Sommige van de slordigste, meest gekke, meest bevooroordeelde, minst reproduceerbare, slechtst ontworpen en meest overgeinterpreteerde onderzoeken in de geschiedenis van de wetenschap beweren biologische verklaringen te bieden voor verschillen tussen mannen en vrouwen. Eminente neurowetenschappers beweerden ooit dat hoofdgrootte, spinale ganglia of hersenstamstructuren verantwoordelijk waren voor het onvermogen van vrouwen om creatief te denken, logisch te stemmen of medicijnen te oefenen. Tegenwoordig zijn de theorieën een beetje geavanceerder: mannen hebben zogenaamd meer gespecialiseerde hersenhelften, vrouwen meer uitgebreide emotiecircuits. Hoewel er enkele verschillen (klein en niet gecorreleerd met een bepaald vermogen) tussen mannelijke en vrouwelijke hersenen zijn, is het grootste probleem bij het zoeken naar correlaties met gedrag dat sekseverschillen in cognitie enorm overdreven zijn.

Men denkt dat vrouwen beter presteren dan mannen op empathietesten. Dat doen ze - tenzij aan proefpersonen wordt verteld dat mannen bijzonder goed zijn in de test, in welk geval mannen even goed of beter presteren dan vrouwen. Hetzelfde patroon geldt omgekeerd voor tests van ruimtelijk redeneren. Wanneer stereotypen in je opkomen, zelfs door iets eenvoudigs als proefpersonen vragen om een ​​vakje naast hun geslacht aan te vinken, zijn sekseverschillen overdreven. Vrouwelijke studenten vertelden dat een test iets is waar vrouwen meestal slecht mee bezig zijn, slecht doen. Vrouwelijke studenten vertelden dat een test iets is waar studenten meestal goed in zijn, goed. In alle landen - en in de loop van de tijd - is de overtuiging dat mannen beter zijn in wiskunde dan vrouwen, hoe groter het verschil in de wiskundescores van meisjes en jongens. En dat is niet omdat meisjes in IJsland meer gespecialiseerde hersenhelften hebben dan meisjes in Italië.

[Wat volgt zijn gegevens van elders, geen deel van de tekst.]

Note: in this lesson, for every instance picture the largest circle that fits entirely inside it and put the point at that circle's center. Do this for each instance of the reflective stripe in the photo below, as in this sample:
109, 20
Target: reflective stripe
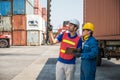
69, 42
63, 51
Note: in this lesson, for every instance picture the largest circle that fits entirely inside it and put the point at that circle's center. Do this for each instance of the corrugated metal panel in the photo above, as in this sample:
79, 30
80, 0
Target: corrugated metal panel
23, 7
34, 22
43, 26
29, 8
19, 22
19, 38
31, 2
18, 7
44, 11
44, 17
37, 7
5, 8
9, 34
5, 24
105, 14
34, 38
38, 12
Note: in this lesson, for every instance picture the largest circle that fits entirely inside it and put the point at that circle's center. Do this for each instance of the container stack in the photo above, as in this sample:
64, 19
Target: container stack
34, 26
21, 8
6, 19
22, 19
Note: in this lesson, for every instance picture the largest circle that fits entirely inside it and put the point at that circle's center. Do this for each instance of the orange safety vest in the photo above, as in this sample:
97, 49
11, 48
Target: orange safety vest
68, 42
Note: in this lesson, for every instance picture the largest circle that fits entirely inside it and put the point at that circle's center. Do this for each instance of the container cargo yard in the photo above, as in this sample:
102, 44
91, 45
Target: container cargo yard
105, 14
21, 20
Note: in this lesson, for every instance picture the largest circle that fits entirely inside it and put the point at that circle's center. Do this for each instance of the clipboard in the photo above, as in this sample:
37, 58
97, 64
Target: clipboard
70, 50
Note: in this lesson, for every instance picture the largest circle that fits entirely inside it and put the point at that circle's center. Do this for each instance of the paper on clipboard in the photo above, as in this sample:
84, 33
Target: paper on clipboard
69, 50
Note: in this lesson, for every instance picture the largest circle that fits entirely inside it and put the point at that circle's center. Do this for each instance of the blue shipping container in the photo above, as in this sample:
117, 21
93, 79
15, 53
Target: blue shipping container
18, 7
5, 8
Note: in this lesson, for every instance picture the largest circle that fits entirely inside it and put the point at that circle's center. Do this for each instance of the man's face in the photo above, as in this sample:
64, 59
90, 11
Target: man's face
71, 27
85, 32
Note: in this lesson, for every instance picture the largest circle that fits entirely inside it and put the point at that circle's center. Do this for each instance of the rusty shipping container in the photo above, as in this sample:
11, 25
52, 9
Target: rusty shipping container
23, 7
44, 14
19, 22
105, 15
37, 7
19, 38
9, 34
34, 37
5, 23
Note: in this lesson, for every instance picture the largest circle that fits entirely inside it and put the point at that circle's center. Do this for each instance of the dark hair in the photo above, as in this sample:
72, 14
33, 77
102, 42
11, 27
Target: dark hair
91, 33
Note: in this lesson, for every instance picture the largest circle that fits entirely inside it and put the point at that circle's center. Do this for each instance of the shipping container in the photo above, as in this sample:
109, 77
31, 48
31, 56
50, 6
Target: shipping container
5, 8
23, 7
44, 11
5, 24
34, 22
105, 15
37, 12
44, 14
44, 17
44, 25
19, 38
37, 7
19, 22
9, 34
34, 38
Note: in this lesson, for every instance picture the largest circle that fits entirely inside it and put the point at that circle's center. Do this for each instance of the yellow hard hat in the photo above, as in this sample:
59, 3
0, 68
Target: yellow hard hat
88, 26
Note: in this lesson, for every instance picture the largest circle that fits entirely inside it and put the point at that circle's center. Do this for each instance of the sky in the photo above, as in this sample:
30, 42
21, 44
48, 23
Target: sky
62, 10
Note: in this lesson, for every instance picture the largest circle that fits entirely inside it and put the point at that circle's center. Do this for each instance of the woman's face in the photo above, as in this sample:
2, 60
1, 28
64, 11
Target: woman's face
85, 32
71, 28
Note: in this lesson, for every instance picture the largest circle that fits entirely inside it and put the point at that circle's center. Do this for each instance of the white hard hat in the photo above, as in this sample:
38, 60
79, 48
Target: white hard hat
75, 22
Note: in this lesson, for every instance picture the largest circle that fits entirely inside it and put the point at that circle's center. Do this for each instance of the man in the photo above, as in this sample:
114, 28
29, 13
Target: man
89, 53
65, 66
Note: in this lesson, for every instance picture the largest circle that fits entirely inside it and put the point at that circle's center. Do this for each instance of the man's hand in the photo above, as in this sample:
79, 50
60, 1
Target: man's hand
76, 51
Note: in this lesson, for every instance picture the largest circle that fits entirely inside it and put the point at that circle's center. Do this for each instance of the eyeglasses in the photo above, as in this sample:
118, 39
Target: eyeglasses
86, 30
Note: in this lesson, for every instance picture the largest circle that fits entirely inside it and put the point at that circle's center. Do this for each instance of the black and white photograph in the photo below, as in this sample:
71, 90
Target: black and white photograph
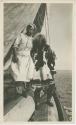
37, 69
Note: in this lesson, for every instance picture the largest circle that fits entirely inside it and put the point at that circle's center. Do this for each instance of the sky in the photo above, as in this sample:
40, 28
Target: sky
60, 30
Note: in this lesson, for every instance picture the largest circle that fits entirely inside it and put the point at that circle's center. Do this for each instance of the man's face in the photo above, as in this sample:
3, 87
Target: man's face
31, 31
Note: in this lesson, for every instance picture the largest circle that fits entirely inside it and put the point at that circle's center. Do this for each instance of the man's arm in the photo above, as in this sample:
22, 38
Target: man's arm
15, 47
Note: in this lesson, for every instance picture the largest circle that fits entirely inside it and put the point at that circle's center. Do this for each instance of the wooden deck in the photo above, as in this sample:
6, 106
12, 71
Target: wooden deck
22, 109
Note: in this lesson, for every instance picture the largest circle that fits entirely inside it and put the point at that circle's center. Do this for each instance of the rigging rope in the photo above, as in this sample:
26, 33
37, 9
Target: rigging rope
46, 13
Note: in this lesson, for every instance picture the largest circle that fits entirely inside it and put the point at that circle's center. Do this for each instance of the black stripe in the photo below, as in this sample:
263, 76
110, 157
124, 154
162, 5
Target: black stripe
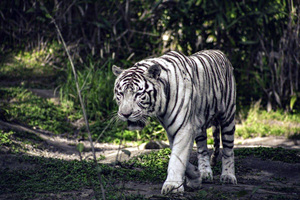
200, 138
231, 132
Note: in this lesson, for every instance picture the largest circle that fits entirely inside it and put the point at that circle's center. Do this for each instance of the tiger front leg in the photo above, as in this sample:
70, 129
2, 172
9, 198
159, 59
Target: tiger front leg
228, 170
203, 157
181, 148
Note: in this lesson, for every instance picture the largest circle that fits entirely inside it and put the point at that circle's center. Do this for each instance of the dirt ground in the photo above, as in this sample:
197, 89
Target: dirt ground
257, 178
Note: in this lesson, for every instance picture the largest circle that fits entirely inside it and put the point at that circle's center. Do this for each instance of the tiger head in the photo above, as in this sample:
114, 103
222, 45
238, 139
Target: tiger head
136, 93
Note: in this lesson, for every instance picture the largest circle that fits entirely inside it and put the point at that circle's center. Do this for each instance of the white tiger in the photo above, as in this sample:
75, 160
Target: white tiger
188, 94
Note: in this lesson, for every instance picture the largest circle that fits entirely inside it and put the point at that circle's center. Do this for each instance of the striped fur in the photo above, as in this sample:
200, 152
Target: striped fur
187, 95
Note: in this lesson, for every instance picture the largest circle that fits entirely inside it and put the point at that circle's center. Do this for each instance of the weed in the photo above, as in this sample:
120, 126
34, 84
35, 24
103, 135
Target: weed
24, 107
261, 123
276, 154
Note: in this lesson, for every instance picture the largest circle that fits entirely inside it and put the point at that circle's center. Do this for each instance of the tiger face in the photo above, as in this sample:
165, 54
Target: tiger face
136, 94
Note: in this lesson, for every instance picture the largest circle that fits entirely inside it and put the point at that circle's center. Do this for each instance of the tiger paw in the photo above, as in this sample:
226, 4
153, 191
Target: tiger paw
206, 175
194, 184
172, 187
228, 178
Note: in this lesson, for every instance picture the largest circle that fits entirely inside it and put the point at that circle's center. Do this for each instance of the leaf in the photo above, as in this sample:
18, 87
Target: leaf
80, 147
292, 101
128, 153
255, 189
277, 98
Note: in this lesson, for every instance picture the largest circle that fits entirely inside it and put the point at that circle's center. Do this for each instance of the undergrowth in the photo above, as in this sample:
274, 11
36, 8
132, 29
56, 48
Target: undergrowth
22, 106
257, 122
47, 175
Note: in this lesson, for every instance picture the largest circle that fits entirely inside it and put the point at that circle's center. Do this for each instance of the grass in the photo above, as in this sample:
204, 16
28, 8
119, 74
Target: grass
20, 105
34, 68
260, 123
44, 175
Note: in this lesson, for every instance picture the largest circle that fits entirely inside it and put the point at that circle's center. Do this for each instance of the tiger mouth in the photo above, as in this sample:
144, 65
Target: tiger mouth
138, 125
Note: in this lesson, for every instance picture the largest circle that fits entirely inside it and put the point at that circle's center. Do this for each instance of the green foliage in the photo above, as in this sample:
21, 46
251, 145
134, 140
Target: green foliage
154, 164
24, 107
258, 122
5, 137
96, 83
275, 154
39, 67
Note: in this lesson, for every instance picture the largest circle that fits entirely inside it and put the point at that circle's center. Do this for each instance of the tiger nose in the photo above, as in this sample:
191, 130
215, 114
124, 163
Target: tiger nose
126, 115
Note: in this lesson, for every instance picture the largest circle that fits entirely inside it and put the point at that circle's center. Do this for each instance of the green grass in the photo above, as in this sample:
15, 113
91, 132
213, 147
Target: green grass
257, 122
39, 67
20, 105
55, 176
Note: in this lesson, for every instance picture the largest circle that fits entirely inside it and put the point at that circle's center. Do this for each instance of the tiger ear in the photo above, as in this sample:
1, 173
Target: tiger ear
117, 70
154, 71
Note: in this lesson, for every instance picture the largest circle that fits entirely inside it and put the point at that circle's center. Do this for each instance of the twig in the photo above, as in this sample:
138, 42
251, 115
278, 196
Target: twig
80, 99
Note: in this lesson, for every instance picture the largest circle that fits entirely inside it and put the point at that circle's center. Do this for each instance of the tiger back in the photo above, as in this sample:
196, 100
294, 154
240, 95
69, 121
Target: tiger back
188, 94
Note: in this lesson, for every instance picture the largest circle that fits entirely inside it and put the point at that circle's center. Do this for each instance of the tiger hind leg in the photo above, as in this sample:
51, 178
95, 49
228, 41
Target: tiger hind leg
204, 167
228, 170
193, 178
216, 151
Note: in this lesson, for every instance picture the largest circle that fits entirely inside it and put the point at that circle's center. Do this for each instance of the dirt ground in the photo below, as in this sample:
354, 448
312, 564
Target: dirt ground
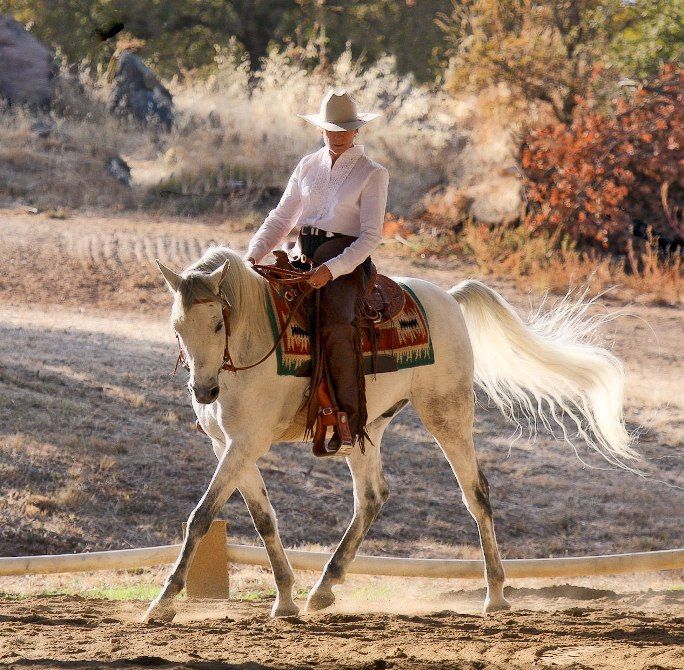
554, 627
98, 451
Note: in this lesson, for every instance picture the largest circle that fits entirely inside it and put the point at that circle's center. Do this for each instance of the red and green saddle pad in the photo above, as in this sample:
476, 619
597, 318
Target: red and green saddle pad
403, 342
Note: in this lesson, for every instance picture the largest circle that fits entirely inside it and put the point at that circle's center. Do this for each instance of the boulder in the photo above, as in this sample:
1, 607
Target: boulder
27, 67
138, 93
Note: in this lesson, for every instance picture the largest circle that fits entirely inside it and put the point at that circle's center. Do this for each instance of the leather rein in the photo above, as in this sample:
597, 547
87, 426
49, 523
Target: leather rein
274, 275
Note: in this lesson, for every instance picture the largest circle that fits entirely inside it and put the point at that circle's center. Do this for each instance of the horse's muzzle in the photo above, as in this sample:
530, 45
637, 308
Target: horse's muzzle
205, 395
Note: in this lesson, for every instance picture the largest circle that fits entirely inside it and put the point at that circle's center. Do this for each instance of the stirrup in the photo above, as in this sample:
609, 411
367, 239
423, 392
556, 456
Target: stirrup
338, 419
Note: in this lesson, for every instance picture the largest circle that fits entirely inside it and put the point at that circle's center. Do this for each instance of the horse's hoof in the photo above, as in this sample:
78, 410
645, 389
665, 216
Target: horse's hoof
319, 600
157, 613
284, 610
496, 605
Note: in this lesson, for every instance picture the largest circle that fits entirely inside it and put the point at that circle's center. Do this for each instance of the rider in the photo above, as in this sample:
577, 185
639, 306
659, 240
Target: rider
337, 196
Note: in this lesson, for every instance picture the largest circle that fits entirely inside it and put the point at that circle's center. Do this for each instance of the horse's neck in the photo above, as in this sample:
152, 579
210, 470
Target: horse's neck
250, 336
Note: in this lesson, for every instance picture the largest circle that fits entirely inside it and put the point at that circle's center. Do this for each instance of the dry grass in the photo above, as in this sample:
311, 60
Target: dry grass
547, 264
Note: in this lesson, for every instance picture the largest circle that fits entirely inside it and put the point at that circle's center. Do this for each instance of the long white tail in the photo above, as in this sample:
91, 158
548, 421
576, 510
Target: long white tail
546, 365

Bepaalde sekseverschillen zijn enorm belangrijk voor ons als we op zoek zijn naar een partner, maar als het gaat om het grootste deel van wat onze hersenen meestal doen - de wereld waarnemen, directe aandacht, nieuwe vaardigheden leren, herinneringen coderen, communiceren (geen, vrouwen spreken niet meer dan mannen), beoordelen de emoties van andere mensen (nee, mannen zijn hier niet slecht voor) - mannen en vrouwen hebben bijna volledig overlappende en volledig aardgebonden capaciteiten.